Greek mythological characters

In Greek mythology, Argiope (/en/ or /en/; Ἀργιόπη) may refer to:

- Argiope, naiad daughter of the river god Nile. She was wife of King Agenor of Tyre and mother of Europa, Cadmus, Phoenix and Cilix. More commonly known as Telephassa. Otherwise, the spouse of Agenor was variously given as Antiope, Damno and Tyro.
- Argiope, naiad, possibly the daughter of the river-god Cephissus, mother of Thamyris by Philammon.
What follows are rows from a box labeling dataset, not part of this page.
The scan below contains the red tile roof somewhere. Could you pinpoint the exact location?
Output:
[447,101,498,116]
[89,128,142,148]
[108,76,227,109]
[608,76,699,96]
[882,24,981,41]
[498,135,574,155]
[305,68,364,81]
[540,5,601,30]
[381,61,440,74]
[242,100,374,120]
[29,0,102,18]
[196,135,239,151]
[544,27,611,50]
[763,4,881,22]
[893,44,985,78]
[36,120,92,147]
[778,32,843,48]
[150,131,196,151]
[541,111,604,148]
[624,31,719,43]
She lived at first on Mount Parnassus but when Philammon refused to take her into his house as his wife, she left Parnassus and went to the country of the Odrysians in Thrace when pregnant.
- Argiope, naiad of the town of Eleusis, mother of Cercyon by Branchus. Possibly same as the above Argiope thus, a daughter of the river-god Cephissus.
- Argiope, daughter of Teuthras, king of Teuthrania, a region near Mysia in Asia Minor. She married Telephus, son of Heracles.

Not to be confused with Agriope (Ἀγριόπη, Agriópē):

- Agriope, another name for Eurydice, wife of Orpheus whom the hero unsuccessfully tried to bring back from Hades.